El diseño de un protocolo de alta eficiencia para la ciudad debe adoptar un marco conceptual híbrido Cali–San Francisco–Los Ángeles–Tokio:

  • San Francisco (Planificación y resiliencia histórica): Tras el sismo de 1906, la metrópoli transformó su planificación urbana mediante ordenamiento territorial estricto, redes de agua redundantes para emergencias y un civismo preventivo permanente.
  • Los Ángeles (Evaluación e ingeniería retroactiva): El terremoto de Northridge (1994) obligó a crear esquemas obligatorios de inspección (Retrofit Program) para adecuar estructuras de hormigón armado y pórticos de acero de baja ductilidad.
  • Tokio (Tecnología y alerta en alta densidad): Aporta la integración de sistemas automatizados de detección temprana, normas de disipación de energía e ingeniería para la protección de infraestructura crítica.

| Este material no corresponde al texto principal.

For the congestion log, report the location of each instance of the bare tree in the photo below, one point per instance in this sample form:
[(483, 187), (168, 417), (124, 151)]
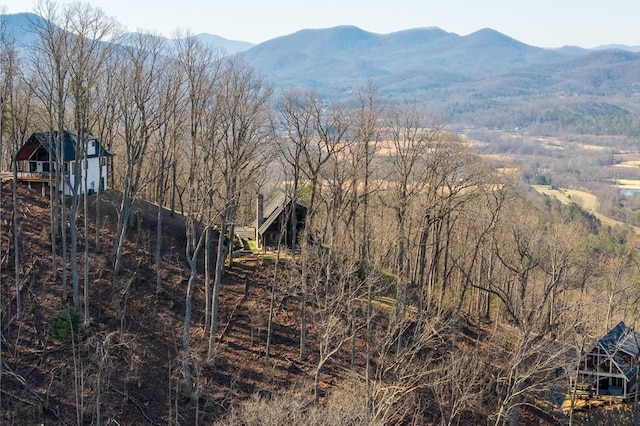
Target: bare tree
[(139, 107), (201, 71), (87, 54)]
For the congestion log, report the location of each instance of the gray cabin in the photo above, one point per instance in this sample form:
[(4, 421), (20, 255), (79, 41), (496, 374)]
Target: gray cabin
[(610, 367), (279, 220)]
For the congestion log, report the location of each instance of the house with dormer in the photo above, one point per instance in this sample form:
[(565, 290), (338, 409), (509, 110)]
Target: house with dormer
[(37, 162)]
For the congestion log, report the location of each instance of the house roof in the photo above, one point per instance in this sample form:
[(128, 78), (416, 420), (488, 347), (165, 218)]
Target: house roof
[(48, 141), (276, 205), (621, 339)]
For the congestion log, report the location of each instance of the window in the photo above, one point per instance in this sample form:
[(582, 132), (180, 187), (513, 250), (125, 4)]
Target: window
[(617, 382)]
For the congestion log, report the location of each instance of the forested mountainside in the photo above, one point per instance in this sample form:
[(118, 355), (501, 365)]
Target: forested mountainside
[(423, 283)]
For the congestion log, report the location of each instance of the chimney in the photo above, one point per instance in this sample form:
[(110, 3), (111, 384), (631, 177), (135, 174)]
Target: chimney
[(259, 216)]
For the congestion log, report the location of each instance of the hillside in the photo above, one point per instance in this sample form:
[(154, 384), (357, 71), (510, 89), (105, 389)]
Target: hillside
[(129, 372), (485, 79)]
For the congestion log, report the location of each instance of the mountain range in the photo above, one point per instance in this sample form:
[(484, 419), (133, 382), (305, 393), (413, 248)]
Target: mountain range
[(468, 80)]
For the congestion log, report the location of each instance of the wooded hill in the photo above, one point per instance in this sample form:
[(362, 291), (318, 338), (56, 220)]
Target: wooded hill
[(425, 287)]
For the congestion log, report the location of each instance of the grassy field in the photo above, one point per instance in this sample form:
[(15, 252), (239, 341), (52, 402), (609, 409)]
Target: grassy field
[(586, 200)]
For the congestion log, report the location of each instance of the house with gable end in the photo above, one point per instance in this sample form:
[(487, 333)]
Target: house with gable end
[(36, 162), (610, 367)]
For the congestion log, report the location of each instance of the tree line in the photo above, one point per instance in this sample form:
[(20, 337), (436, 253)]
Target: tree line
[(408, 234)]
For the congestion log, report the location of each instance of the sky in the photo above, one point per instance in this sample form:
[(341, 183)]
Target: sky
[(542, 23)]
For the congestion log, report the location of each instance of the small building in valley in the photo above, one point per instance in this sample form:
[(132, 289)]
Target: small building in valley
[(36, 161), (610, 367)]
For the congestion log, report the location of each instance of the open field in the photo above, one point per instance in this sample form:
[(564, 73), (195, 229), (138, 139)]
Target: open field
[(587, 201)]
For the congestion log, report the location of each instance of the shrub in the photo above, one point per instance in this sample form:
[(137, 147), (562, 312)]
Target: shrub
[(65, 326)]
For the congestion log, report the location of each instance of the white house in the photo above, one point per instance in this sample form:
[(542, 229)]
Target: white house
[(36, 161)]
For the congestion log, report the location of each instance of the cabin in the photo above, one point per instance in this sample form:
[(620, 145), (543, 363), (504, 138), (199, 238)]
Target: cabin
[(274, 220), (36, 162), (610, 367)]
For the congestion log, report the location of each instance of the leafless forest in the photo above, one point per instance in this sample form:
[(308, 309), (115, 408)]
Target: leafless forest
[(428, 286)]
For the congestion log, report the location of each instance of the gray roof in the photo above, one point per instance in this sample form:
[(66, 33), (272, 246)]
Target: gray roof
[(621, 339), (277, 203), (48, 141)]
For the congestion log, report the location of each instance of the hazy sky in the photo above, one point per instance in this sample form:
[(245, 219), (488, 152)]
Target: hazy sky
[(543, 23)]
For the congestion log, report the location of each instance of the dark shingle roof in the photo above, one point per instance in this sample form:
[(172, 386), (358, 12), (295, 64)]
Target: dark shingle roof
[(277, 203), (621, 339), (48, 141)]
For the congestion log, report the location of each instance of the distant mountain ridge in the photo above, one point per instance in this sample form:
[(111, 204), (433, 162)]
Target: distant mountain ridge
[(485, 78)]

Ejes del Protocolo de Respuesta Inmediata, para un nuevo terremoto

  1. Activación de salvamento y comando unificado
  • Red de alerta temprana: Integración de acelerógrafos y censores en la falla del Pacífico para activar alertas en teléfonos móviles y corte automático de válvulas de gas secundarias.
  • Célula de búsqueda urbana: Despliegue en menos de 60 minutos de unidades USAR, brigadas caninas (K9) y drones de rastreo térmico en edificaciones con colapso total o parcial.
  1. Evaluación estructural post-sismo e información a edificaciones
  • Notificación rápida de vulnerabilidad: Implementación de un censo inmediato mediante equipos interdisciplinarios (Sociedad Colombiana de Ingenieros) para la marcación de inmuebles con código de colores (Verde: Habitable; Amarillo: Acceso restringido; Rojo: Inhabitable/Evacuación).
  • Inspección obligatoria: Notificación formal y cartas de riesgo a propietarios de inmuebles que hayan realizado adiciones informales o que infrinjan la norma sismorresistente (NSR-10).
  1. Protección de infraestructura crítica y resiliencia comunitaria
  • Redundancia operativa: Aseguramiento de la continuidad operativa en los centros hospitalarios, plantas de potabilización de agua y subestaciones eléctricas principales mediante plantas de energía auxiliar y redes de contingencia.
  • Cultura ciudadana activa: Capacitación vecinal por comunas para brigadas de primer respondiente y la ejecución obligatoria de dos simulacros de evacuación al año en zonas de ladera y el distrito de Aguablanca.

Este protocolo transforma la lección de la emergencia en una norma de ciudad: responder con precisión tecnológica, proteger la vida en el minuto cero y garantizar que la reconstrucción no replique la vulnerabilidad del pasado.